Pertemuan sejumlah pembina ekstrakulikuler keagamaan, paguyuban, kepala sekolah, dengan Kepala Disdikbud Jombang serta jajarannya. (Istimewa) 
  • Whatsapp

JOMBANG, KabarJombang.com – Dinas Pendidikan dan Kebudayaan (Disdikbud) Kabupaten Jombang membantah keras tudingan adanya penahanan anggaran terkait honor guru pembina ekstrakurikuler keagamaan. Pihak dinas menegaskan bahwa anggaran untuk periode Januari hingga Februari 2026 saat ini telah diproses dan dicairkan secara bertahap kepada para penerima.

​Klarifikasi ini disampaikan guna meluruskan kabar miring mengenai keterlambatan honor yang sempat memicu keresahan.

Baca Juga

Melalui pertemuan di Aula Disdikbud Jombang pada Minggu (5/4/2026), pihak dinas telah berkoordinasi langsung dengan perwakilan paguyuban, kepala sekolah, hingga para pembina ekstrakurikuler.

​Kepala Bidang Pembinaan SD Disdikbud Jombang, Rhendra Kusuma, menyatakan bahwa undangan tersebut bertujuan untuk memberikan transparansi mengenai status pencairan yang sebenarnya sudah berjalan.

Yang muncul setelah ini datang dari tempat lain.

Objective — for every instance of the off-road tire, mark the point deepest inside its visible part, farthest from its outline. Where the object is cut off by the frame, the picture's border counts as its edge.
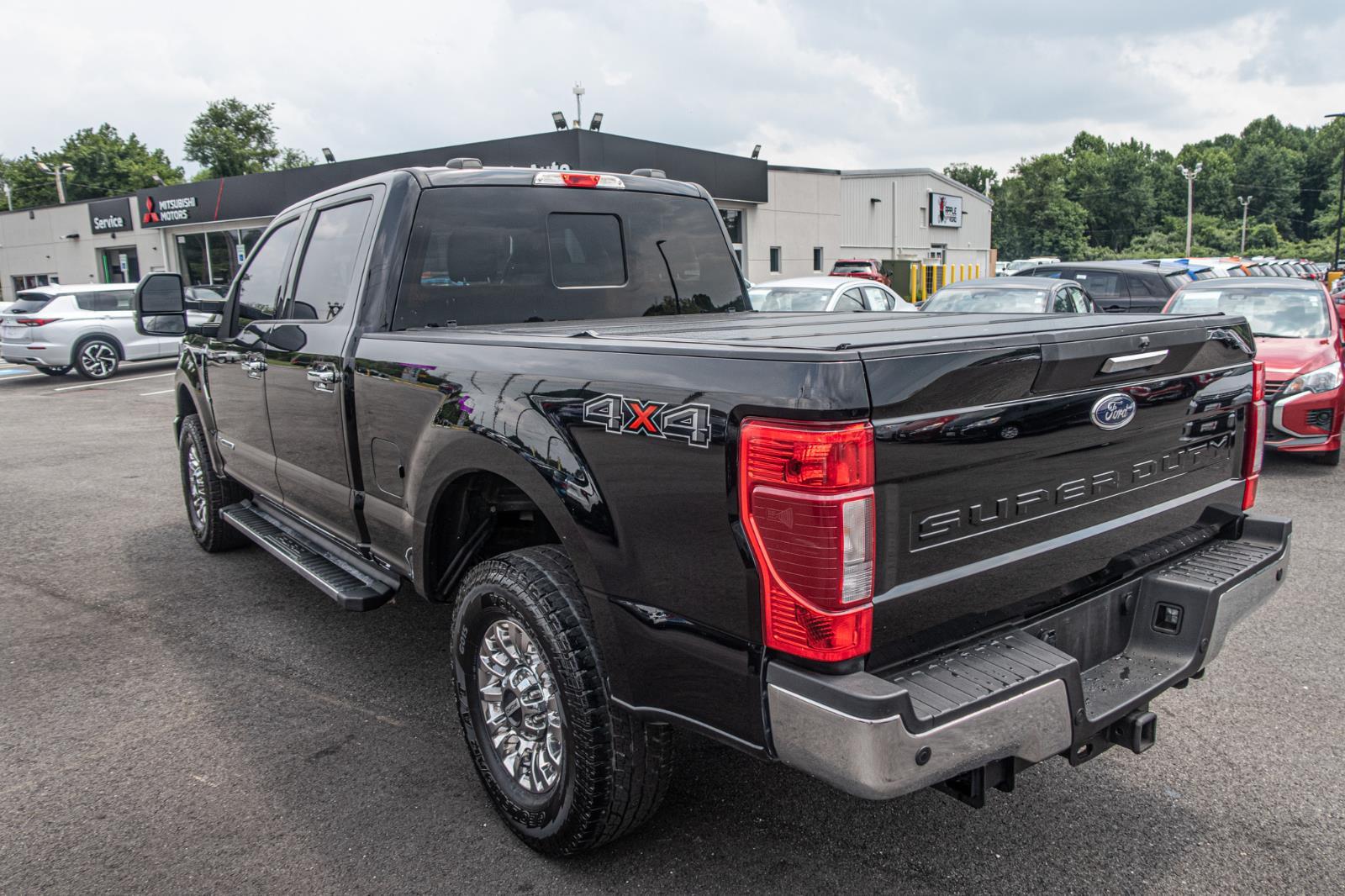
(615, 767)
(219, 492)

​“Jadi kita menjelaskan kepada mereka bahwa untuk honor Januari dan Februari sudah dicairkan. Kemarin kita mengundang dari paguyuban, kepala sekolah, serta pembina ekstra yang katanya belum cair,” ujarnya saat dikonfirmasi Selasa (7/4/2026).

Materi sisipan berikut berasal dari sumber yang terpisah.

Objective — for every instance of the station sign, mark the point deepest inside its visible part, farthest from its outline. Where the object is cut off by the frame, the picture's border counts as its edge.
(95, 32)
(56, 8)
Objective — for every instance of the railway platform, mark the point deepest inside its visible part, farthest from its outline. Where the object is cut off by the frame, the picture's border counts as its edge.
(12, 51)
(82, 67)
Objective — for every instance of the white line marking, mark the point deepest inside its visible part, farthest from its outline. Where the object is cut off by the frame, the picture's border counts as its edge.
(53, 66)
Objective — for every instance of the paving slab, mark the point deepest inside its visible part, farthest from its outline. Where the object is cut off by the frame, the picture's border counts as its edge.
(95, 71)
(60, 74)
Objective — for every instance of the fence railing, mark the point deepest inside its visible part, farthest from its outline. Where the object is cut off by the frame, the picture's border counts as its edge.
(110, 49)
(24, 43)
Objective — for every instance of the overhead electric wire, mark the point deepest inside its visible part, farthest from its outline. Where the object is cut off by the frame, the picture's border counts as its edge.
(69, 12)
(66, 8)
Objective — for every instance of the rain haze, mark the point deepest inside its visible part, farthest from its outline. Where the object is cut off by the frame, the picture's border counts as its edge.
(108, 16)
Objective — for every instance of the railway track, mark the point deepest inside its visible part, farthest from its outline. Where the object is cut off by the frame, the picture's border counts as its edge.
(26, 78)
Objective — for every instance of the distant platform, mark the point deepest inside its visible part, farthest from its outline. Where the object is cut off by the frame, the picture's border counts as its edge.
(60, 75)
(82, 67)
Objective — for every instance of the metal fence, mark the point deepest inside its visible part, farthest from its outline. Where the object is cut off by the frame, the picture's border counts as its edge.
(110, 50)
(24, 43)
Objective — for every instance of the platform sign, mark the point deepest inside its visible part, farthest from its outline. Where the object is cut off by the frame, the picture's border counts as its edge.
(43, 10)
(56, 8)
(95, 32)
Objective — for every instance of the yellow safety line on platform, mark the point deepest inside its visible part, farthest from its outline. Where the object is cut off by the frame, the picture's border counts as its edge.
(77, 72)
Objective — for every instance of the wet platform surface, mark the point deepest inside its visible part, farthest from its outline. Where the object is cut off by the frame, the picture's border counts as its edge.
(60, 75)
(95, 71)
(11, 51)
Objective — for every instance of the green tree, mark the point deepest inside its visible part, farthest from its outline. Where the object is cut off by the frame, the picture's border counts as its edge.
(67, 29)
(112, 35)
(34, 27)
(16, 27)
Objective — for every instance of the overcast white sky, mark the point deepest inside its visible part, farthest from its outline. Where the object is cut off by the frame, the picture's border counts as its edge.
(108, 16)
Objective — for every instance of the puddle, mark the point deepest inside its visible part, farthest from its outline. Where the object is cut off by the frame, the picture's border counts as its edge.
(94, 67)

​Rhendra memaparkan bahwa hambatan yang terjadi di lapangan murni disebabkan oleh kendala administratif di tingkat sekolah, bukan karena anggaran yang sengaja ditahan oleh dinas. Setiap sekolah diwajibkan melengkapi dokumen pendukung, seperti surat penetapan pembina dan daftar hadir, sebagai syarat mutlak pencairan.

​“Setelah dinyatakan benar dan sesuai, dokumen tersebut akan diinput ke dalam sistem keuangan, lalu diajukan ke BPKAD untuk penerbitan Surat Perintah Pencairan Dana (SP2D),” jelasnya mengenai alur birokrasi yang harus dilalui.

​Begitu SP2D terbit, dana akan langsung dikirim ke rekening masing-masing pembina melalui Bank Jatim. Rhendra menegaskan bahwa bagi mereka yang administrasinya tertib, tidak ada kendala dalam penerimaan honor.

​“Yang dokumennya sesuai sudah ditransfer,” tegas Rhendra.

​Saat ini, Disdikbud Jombang memastikan seluruh dokumen dari sekolah-sekolah terkait telah masuk dan dinyatakan lengkap. Dengan demikian, para guru pembina hanya tinggal menunggu antrean administrasi sistem keuangan untuk menerima hak mereka sepenuhnya.

​“Sudah semuanya, tinggal menunggu proses pencairan,” pungkasnya.